BACK in Manhattan he said, "I want to go by his place, knock on his door. You want to keep me company?"

The lock wasn't working on the rooming-house door. Kenan drew it open and said, "Great security here. Great place altogether." We entered and climbed two flights of stairs through that flophouse smell of mice and soiled linen. Kenan walked to a door and listened for a moment, knocked on it, called out his brother's name. There was no response. He repeated the process with the same result, tried the door and found it locked.

"I'm afraid what I'll find in there," he said, "and at the same time I'm afraid to walk away."

I found an expired Visa card in my wallet and loided the door with it. Kenan glanced at me with new respect.

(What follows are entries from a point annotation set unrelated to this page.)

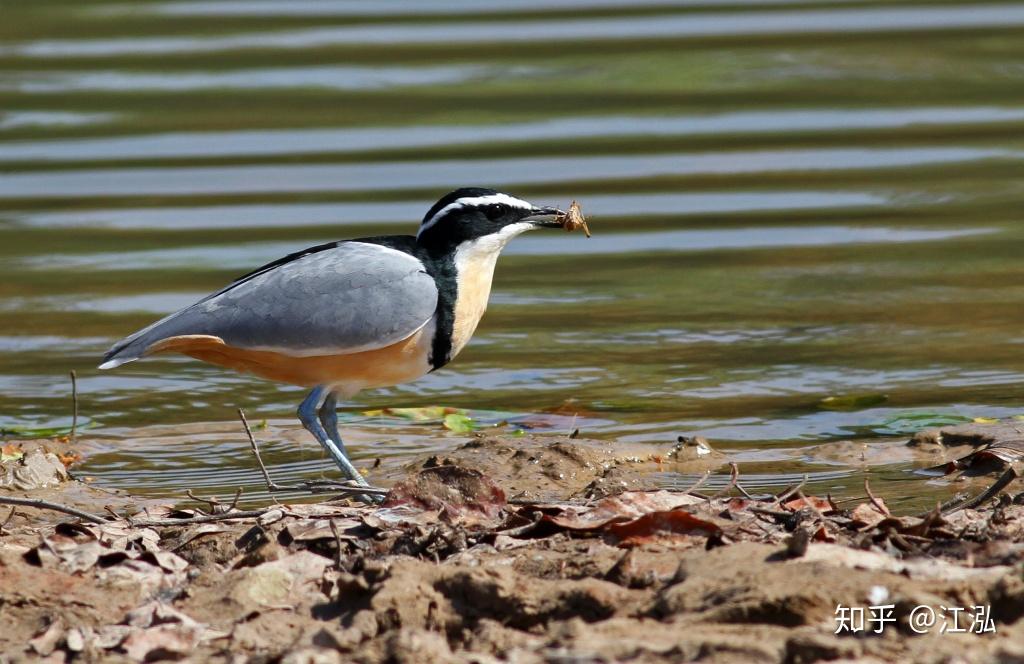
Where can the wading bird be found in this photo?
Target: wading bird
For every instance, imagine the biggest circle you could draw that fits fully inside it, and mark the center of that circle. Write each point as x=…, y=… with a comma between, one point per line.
x=354, y=314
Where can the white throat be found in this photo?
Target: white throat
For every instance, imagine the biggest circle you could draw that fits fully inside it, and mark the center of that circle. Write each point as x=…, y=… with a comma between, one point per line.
x=474, y=263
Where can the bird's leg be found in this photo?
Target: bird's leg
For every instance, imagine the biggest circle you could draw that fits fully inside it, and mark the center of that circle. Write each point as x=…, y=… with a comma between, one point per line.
x=308, y=411
x=329, y=418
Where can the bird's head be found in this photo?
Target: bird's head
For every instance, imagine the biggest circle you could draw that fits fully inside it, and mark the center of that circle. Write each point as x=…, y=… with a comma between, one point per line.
x=491, y=217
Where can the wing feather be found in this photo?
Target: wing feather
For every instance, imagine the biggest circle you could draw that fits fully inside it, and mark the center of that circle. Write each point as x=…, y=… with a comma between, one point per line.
x=351, y=297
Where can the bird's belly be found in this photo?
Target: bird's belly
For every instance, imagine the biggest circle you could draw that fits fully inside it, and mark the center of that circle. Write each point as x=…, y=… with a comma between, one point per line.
x=392, y=365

The room was empty, and a mess. The bed linen was half on the floor, and clothing was piled in disarray on a wooden chair. I spotted the Big Book and a couple of AA pamphlets on the oak bureau. I didn't see any bottles or drug paraphernalia, but there was a water tumbler on the bedside table and Kenan picked it up and sniffed at it.

"I don't know," he said. "What do you think?"

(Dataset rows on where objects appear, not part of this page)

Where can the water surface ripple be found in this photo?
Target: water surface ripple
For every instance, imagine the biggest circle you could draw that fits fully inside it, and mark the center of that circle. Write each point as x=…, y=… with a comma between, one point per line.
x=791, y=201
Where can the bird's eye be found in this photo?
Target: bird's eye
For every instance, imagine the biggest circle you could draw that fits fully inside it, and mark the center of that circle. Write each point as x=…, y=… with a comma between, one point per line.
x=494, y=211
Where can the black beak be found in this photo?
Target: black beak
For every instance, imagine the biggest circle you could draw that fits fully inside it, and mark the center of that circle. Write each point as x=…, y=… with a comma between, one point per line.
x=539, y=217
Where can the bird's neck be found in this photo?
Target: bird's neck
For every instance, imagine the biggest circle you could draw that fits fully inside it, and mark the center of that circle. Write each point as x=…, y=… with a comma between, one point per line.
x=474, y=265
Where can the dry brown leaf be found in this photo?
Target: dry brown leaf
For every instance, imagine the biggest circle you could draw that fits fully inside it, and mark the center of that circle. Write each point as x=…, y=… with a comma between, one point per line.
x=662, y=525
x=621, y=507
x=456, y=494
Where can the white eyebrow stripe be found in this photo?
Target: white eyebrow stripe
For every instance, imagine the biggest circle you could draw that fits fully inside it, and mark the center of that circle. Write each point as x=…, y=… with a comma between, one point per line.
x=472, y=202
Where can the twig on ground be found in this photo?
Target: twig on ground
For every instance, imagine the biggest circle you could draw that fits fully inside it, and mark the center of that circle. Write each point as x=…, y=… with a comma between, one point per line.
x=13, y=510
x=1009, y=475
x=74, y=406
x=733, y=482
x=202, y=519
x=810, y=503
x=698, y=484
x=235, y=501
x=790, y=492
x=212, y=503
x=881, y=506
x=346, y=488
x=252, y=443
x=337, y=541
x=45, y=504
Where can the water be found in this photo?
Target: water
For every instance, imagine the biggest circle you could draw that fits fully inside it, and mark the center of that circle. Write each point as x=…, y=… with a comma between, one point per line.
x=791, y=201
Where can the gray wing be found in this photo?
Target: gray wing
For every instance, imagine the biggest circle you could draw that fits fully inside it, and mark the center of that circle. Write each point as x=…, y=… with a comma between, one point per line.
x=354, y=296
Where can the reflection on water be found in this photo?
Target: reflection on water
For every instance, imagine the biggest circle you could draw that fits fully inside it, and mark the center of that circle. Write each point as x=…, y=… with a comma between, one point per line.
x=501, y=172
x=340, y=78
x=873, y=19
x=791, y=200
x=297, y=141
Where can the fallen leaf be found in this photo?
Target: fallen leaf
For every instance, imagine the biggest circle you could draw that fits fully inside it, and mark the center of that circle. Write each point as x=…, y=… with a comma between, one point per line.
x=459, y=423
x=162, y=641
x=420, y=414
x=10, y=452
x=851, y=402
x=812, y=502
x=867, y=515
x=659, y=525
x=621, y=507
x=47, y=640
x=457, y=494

The glass was dry inside, but I thought I could smell a residue of alcohol. Still, suggestion would account for it. It wouldn't be the first time I'd smelled alcohol when there wasn't any there.

"I don't like poking around his things," Kenan said. "What little he's got, he's entitled to his privacy. I just had this vision of him turning blue with the needle still in his arm, you know what I mean?"

Out on the street he said, "Well, he's got money. He won't have to steal. 'Less he gets into cocaine, that'll take whatever you got, but he never liked coke much. Petey likes the bass notes, likes to get down as deep as you can go."

"I can identify with that."

"Yeah. He runs out of dough, he can always sell Francey's Camry.

He hasn't got the title, but it Blue Books at eight or nine grand, so he can probably find somebody'll give him a few hundred for it without papers.

That's junkie economics, makes perfect sense."